# Schneckenbestimmung - was haben wir denn da?



## Annett (10. Mai 2009)

Hallo zusammen.

Heute habe ich mal alles, was ich im Teich finden konnte, eingesammelt um ein Gruppenfoto zu arrangieren. 

Einmal von oben und einmal von "unten", soweit möglich.
   

Von links nach rechts:
__ Posthornschnecke (_Planorbarius corneus_) groß und klein, __ Spitzschlammschnecke (_Lymnaea stagnalis_), ??? , ???, ganz unten Blasenschnecke?

Die große(n) Posthörner habe ich erst diese Woche in einer Wasserpflanzengärtnerei gekauft. 
Bisher sind meine Babys nicht durch gekommen und die großen verschwinden im Teich immer schnell.... 

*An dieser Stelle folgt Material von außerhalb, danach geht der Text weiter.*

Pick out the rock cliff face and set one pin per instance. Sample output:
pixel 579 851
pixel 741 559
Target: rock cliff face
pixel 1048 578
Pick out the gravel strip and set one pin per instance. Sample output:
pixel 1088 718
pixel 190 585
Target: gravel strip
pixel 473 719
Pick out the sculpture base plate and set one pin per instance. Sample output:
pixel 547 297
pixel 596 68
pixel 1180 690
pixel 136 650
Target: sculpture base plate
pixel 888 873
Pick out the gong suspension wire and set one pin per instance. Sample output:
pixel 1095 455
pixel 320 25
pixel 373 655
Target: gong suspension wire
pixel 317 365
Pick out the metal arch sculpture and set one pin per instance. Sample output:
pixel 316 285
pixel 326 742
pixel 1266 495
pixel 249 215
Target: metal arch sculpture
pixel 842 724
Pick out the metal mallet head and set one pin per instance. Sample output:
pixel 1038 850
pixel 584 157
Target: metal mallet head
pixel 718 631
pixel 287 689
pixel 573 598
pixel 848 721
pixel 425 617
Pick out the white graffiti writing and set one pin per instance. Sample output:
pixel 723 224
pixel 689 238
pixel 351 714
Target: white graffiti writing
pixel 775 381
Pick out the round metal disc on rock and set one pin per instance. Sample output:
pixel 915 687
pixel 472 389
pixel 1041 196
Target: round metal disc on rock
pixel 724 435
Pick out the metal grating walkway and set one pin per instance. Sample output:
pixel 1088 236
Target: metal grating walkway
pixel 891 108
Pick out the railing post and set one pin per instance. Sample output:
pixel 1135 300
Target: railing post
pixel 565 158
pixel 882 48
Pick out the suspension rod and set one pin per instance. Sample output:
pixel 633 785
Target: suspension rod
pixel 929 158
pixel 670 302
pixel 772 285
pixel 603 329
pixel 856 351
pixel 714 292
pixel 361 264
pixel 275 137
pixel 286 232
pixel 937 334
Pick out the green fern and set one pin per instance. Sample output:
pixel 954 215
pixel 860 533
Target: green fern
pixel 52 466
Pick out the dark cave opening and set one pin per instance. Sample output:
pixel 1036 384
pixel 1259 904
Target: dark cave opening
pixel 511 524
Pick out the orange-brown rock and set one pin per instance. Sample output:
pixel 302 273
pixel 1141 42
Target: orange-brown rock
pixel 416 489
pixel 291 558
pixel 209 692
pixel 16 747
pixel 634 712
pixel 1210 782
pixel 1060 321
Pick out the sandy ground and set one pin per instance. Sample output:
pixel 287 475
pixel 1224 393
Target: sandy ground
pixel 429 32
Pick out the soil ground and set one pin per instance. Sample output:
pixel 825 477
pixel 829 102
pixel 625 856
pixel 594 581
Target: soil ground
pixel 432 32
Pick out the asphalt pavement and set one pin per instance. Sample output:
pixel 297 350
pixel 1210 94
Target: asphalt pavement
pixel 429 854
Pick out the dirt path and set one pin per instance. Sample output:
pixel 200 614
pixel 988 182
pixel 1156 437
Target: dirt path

Alle Fotomodelle sind übrigens schon lange wieder im (Mini-)Teich.


----------



## Christine (10. Mai 2009)

*AW: Schneckenbestimmung - was haben wir denn da?*

Hallo Annett,

die Nummer drei würde ich als ohrschlammschnecke einordnen, die Nummer vier als kleinere __ Spitzschlammschnecke - vielleicht anderer Herkunft als die andere, deshalb eventuell die unterschiedliche Gehäusefarbe.

Die kleine __ Posthornschnecke kommt mir recht flach vor? Und die ganz kleine unten seh ich auch als eine Blasenschnecke.

Hübsche Sammlung!


----------



## Elfriede (28. Apr. 2010)

*AW: Schneckenbestimmung - was haben wir denn da?*

Hallo Schneckenexperten,

gestern habe ich noch über Eugens Schneckenwitz gelacht, heute kann ich selber ernsthaft sagen: Husch...husch....weg woarn's, -nämlich, gleich so an die 25 Stück verschwanden  in dem winzigen Körbchen meines SwimSkim.

Dass ich hin und wieder eine Schnecke im Skimmer finde ist nicht ungewöhnlich, aber eine so große Zahl auf einen Schlag gibt mir doch zu denken, denn in der Regel schwimmen __ Schnecken doch nicht auf der freien Wasserfläche als Beute für einen Skimmer.

Hier Fotos der Schnecken von einer einzigen Skimmer-Entleerung, mit der Bitte um Bestimmung. Die Größe der Schnecken beträgt etwa 12mm.


                  



Mit lieben Grüßen aus Paros
Elfriede


----------



## Christine (28. Apr. 2010)

*AW: Schneckenbestimmung - was haben wir denn da?*

Hallo Elfriede,

das dürften Ohrschlammschnecken sein. Und das die im Skimmer landen, liegt daran dass sie wahrscheinlich ähnlich wie die Spitzschlammschnecken auch mal an der Wasseroberfläche schwimmen.


----------



## Elfriede (28. Apr. 2010)

*AW: Schneckenbestimmung - was haben wir denn da?*

Danke Christine für Deine Bestimmung,

also kann ich die __ Schnecken wieder beruhigt in den Teich setzen, denn Ohrschlammschnecken richten  keinen Schaden an, wie ich inzwischen gelesen habe. Mich hat die Größe etwas verwirrt, denn bisher hatte ich hauptsächlich kleine Blasenschnecken im Teich, höchstens 5-6mm groß und eher hellbraun, die manches Mal in großer Anzahl vorhanden sind, dann wieder fast völlig verschwinden, was wohl mit dem Futterangebot zu tun hat, denn momentan gibt es ein reichliches Nahrungsangebot und reichlich Schnecken in meinem Teich.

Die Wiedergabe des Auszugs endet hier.